Certamente, é bem fácil reduzir Trump a um fascista, mas o perigo que ele encarna é ainda pior do que o fascismo puro e simples. Da minha juventude, lembro-me de uma piada da Alemanha Oriental: Richard Nixon, Leonid Brejnev e Erich Honecker encontram-se diante de Deus e perguntam a ele sobre o futuro de seus países. Para Nixon, ele responde: “Em 2050, os Estados Unidos serão comunistas!” Nixon dá meia-volta e começa a chorar. Para Brejnev, disse: “Em 2050, a União Soviética será uma província chinesa”. Brezhnev dá meia-volta e põe-se a chorar, e Honecker, por sua vez, pergunta: “E o que vai acontecer na minha amada RDA?”, e Deus dá meia-volta e começa a chorar… É fácil imaginar a versão desta chacota se Trump e assemelhados triunfarem sobre o nosso mundo. Putin, o presidente chinês Xi Jinping e Donald Trump fariam a mesma pergunta a Deus. Para Putin, Deus responderia: “a Rússia estará sob o controle da China”, e Putin daria meia-volta chorando. Para Xi, Deus diria: “a China continental será dominada por Taiwan”, e Xi faria o mesmo. Quando chegasse a vez de Trump, Deus daria meia volta e começaria a chorar…

O que estamos colhendo hoje – e não somente na China – é a combinação de um Estado forte e autoritário e com dinâmica capitalista selvagem. A forma mais eficaz do capitalismo contemporâneo consiste no que Henry Farrell chamou de “autoritarismo em rede” (“networked authoritarianism”): se o Estado espiona suficientemente seus cidadãos e permite que sistemas de aprendizagem automática incorporem seu comportamento nas respostas, é possível satisfazer melhor as necessidades de todos do que uma democracia  é capaz. Sobre este ponto, Xi, Putin e Trump formam uma equipe.

Prontos para lutar suas batalhas

Duas conclusões aqui são evidentes por si mesmas, uma a curto prazo, a outra a longo prazo. A de curto prazo é que a tarefa da esquerda radical (ou o que resta dela) é, doravante, como disse Alexandria Ocasio-Cortez, salvar as nossas democracias “burguesas”, onde o centro liberal é demasiado fraco ou demasiado indeciso para fazê-lo. Vergonha para eles – estamos agora prontos para lutar suas batalhas. Por mais obcecados que estejam com as excentricidades provocadoras de Trump, os liberais não percebem a questão principal desenvolvida por Michael Sandel: Trump não é um ditador, está apenas fazendo-se de ditador na televisão, e não deveríamos deixar de lado suas segundas intenções.

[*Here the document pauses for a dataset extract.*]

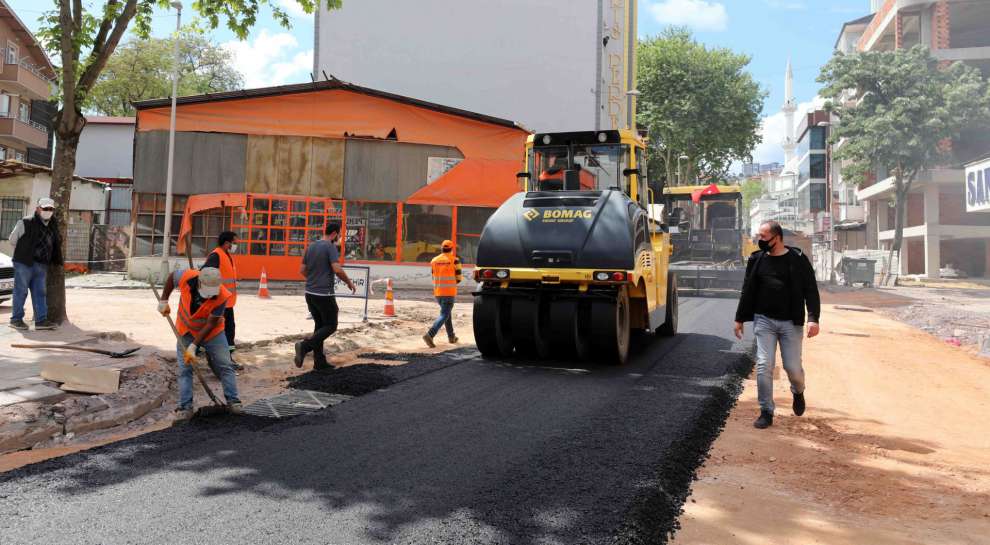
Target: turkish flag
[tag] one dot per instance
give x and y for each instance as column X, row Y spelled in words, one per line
column 710, row 190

Aceitamos jogar este jogo quando o criticamos como uma espécie de fascista em vez de nos concentrarmos nos seus fracassos, que ele dissimula com provocações e excessos ditatoriais. Os documentos fiscais recentemente publicados revelam que ele é simplesmente um gestor medíocre que explora financeiramente o Estado ao mesmo tempo que declara repetidas falências, perdendo milhões e evitando impostos de todas as maneiras possíveis – a única coisa lucrativa que ele fez nas últimas décadas foi o seu programa de televisão “O Aprendiz”, no qual ele desempenha seu próprio papel. A sua estratégia típica é provocar a raiva dos liberais, o que atrai grande atenção, e, em seguida, fora da vista do grande público, implementar medidas que avançam sobre os direitos dos trabalhadores, etc.

A segunda conclusão: durante as manifestações que irromperam no Chile em outubro de 2019, um dos grafites nas paredes dizia: “outro fim do mundo é possível”. Esta deve ser a nossa resposta aos líderes políticos obcecados com cenários apocalípticos: sim, o nosso mundo está chegando ao fim, mas as opções que vocês consideram não são as únicas. Outro fim do mundo é possível.

*Slavoj Žižek é professor do Instituto de Sociologia e Filosofia da Universidade de Ljubljana (Eslovênia). Autor, entre outros livros, de O ano em que sonhamos perigosamente (Boitempo).